Previous estimates of Martian core composition have relied primarily on geochemical arguments or on seismic and geophysical observations focused on the mean core density and tidal response. However, these methods have limitations. Geochemical models struggle with variability and poor constraints on volatile element abundances in Martian precursor materials. Seismic studies using core-transiting phases provided estimates of core size and density, but could not directly constrain composition. The abundance and identity of light elements within Mars's core remained uncertain due to the limitations of both geochemical and earlier seismic interpretations. The availability of more comprehensive seismic data, and advancements in ab initio modeling of material properties under high pressure and temperature, provided a new opportunity to refine Mars's core model.

The authors combined InSight seismic data with ab initio molecular dynamics (AIMD) simulations. First, they compared AIMD-predicted P-wave velocity and density profiles for pure liquid iron with InSight data. This revealed a significant density deficit at the core-mantle boundary (CMB), which cannot be fully explained by light element enrichment.
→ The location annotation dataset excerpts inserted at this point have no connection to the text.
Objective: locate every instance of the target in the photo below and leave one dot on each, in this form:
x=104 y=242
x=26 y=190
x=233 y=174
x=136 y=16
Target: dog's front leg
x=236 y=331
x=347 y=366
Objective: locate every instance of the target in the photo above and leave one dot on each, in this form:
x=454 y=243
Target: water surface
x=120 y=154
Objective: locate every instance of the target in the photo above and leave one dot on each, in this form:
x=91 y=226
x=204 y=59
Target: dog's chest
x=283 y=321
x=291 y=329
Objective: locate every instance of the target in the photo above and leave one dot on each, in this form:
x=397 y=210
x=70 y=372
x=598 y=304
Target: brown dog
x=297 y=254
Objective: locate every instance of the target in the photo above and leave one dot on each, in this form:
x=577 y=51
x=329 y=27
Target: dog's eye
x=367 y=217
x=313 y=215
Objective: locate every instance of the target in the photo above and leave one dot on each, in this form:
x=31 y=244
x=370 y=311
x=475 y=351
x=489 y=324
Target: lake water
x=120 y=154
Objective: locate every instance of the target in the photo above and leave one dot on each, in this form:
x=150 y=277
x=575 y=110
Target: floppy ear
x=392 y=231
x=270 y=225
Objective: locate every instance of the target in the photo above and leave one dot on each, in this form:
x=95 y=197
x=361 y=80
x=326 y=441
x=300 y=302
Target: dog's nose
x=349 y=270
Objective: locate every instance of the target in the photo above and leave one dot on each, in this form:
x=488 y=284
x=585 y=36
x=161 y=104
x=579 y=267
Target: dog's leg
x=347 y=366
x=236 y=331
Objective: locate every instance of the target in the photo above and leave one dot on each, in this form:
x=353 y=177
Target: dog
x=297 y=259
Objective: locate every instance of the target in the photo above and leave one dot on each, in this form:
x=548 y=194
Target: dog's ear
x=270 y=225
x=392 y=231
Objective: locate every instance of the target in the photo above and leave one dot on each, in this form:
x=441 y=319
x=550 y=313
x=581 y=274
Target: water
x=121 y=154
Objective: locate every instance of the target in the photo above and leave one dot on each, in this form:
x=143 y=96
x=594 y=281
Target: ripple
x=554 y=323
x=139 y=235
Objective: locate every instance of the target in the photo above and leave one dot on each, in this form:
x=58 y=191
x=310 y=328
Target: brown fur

To address the discrepancy, they performed inversions based on differential body wave travel time data, aiming to resolve the CMB region and the core's radial structure. The inversion involved the use of a newly updated differential travel time dataset and stacked P-to-S waveform data, incorporating constraints from the planet's mean mass and moment of inertia. The AIMD simulations calculated the thermoelastic properties of Fe-Ni-X alloys (X = S, C, O, H) at Martian core conditions. These simulations are essential for converting seismic observations (velocity and density) into compositional constraints. By creating senary Fe-Ni-S-C-O-H mixtures, the authors generated a broad range of possible compositions to test against the seismic data. A key aspect was the identification and interpretation of seismic phases that interact with the proposed molten silicate layer. This included identifying P and S wave reflections and diffractions from the layer boundaries and the core, to test the validity of the revised model. Cosmochemical constraints on the abundances of light elements were used to refine the possible compositions, eliminating those considered geochemically implausible.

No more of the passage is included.